On 12/21/2014 11:25 AM, Eric Biggers wrote:
Hi, I have a RTL8192SE wireless card, attached via PCI. Usually it works with no issues, but I recently had a kernel panic occur in the rtl8192se driver. The kernel version is 3.18. Based on my analysis of the panic dump, the panic was caused by a memory access violation in this block of code in rtl92se_rx_query_desc(): if (stats->decrypted) { hdr = (struct ieee80211_hdr *)(skb->data + stats->rx_drvinfo_size + stats->rx_bufshift); if ((_ieee80211_is_robust_mgmt_frame(hdr)) && (ieee80211_has_protected(hdr->frame_control))) rx_status->flag &= ~RX_FLAG_DECRYPTED; else rx_status->flag |= RX_FLAG_DECRYPTED; } Specifically, the violation occurred the first time hdr->frame_control was accessed, as part of _ieee80211_is_robust_mgmt_frame(). The panic occurred when the system was under heavy filesystem load but seemingly is not easily reproducible. There was recently a NULL check that was removed from this exact place in the code, but it was certainly useless. Instead, what's much more suspect to me is that inside _rtl_pci_rx_interrupt(), there is no error checking of the return value of _rtl_pci_init_one_rxdesc(), which might fail if the skb couldn't be allocated. I am wondering if this could be causing the problem.

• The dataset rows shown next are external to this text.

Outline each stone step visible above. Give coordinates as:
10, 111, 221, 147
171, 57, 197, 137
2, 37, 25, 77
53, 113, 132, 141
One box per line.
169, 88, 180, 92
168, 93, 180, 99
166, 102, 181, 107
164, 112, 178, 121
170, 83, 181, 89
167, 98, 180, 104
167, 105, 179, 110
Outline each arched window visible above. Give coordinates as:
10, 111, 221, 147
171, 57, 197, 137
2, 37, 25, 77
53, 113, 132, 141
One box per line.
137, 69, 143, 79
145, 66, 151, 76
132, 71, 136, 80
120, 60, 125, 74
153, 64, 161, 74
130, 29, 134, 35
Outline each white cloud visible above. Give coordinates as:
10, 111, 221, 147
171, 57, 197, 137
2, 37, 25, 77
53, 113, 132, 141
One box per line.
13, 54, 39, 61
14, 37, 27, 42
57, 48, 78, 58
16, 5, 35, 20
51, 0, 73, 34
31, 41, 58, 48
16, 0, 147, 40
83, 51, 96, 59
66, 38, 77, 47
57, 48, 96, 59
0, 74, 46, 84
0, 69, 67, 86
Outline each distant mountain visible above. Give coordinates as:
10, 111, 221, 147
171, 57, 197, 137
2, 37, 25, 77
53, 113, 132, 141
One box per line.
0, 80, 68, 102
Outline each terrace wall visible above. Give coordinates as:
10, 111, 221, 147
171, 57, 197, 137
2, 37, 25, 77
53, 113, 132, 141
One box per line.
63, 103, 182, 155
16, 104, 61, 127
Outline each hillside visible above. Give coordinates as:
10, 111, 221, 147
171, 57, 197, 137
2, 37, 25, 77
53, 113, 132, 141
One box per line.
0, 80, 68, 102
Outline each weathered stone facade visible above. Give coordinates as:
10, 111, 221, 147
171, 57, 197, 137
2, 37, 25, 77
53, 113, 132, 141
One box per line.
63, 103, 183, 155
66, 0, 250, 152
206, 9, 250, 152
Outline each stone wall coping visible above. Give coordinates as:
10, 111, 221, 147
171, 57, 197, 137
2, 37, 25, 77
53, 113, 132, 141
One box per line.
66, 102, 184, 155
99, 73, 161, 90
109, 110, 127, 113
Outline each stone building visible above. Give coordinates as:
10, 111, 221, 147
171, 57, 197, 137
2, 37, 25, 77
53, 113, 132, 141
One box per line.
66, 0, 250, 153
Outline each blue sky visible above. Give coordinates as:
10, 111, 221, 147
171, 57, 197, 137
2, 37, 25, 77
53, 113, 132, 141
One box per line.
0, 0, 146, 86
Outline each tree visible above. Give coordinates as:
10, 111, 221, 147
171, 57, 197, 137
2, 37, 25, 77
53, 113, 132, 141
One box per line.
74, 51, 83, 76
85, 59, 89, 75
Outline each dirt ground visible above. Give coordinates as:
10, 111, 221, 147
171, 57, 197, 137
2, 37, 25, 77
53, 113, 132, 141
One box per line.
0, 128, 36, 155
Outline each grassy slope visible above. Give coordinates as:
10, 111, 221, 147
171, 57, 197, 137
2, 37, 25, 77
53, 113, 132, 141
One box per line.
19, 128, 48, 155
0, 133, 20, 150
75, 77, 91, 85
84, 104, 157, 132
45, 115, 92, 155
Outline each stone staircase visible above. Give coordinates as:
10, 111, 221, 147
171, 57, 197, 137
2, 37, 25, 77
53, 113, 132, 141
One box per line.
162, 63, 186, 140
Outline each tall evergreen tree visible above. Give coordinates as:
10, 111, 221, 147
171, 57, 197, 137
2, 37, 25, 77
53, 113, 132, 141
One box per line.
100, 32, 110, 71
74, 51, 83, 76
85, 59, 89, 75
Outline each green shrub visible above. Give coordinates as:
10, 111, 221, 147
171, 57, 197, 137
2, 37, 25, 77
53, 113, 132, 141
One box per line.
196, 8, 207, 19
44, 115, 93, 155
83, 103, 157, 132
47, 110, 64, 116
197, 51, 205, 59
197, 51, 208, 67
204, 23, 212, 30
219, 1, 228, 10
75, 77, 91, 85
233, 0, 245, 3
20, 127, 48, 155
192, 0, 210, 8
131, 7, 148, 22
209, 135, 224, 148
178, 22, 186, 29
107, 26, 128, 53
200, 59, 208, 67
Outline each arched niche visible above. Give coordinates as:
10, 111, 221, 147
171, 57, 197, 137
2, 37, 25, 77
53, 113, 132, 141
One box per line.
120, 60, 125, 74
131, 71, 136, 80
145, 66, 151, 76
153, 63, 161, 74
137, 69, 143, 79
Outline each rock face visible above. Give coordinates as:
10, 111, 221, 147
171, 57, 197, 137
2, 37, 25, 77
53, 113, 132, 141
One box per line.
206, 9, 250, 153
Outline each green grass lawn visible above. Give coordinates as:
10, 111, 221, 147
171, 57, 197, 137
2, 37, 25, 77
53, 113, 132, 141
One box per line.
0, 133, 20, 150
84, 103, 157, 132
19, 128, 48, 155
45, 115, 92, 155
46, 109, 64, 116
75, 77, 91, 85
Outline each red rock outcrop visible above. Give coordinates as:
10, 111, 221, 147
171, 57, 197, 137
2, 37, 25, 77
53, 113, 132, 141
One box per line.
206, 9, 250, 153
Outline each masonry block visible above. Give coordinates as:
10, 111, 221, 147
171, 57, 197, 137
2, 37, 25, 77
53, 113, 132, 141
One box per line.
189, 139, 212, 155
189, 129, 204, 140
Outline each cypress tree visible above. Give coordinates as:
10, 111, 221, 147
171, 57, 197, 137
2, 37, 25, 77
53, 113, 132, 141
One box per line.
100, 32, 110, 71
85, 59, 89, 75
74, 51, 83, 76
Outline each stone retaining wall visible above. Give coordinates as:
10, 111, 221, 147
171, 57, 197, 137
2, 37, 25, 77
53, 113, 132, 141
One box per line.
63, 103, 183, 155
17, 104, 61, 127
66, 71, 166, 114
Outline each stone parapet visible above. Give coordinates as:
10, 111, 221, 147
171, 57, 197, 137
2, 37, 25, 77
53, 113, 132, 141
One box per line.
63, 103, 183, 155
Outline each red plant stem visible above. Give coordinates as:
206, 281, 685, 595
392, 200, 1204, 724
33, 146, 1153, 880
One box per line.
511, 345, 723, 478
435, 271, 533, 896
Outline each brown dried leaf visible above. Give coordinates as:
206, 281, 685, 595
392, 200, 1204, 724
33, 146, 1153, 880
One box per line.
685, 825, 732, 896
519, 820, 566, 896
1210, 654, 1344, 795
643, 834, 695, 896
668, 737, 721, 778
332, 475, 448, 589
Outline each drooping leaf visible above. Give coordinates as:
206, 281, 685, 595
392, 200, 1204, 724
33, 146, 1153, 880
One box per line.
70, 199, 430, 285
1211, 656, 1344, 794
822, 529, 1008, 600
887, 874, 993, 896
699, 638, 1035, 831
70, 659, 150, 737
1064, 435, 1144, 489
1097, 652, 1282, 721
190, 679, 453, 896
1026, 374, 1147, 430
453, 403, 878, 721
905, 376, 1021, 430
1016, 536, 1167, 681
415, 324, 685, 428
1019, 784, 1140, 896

Your analysis is probably correct; however, I'm not sure what to do if the allocate of an skb fails. As the name says, this routine is entered through an interrupt, and I'm not sure what to do other than to exit.
The attached patch will implement the exit after logging an error. Please patch your system and report back.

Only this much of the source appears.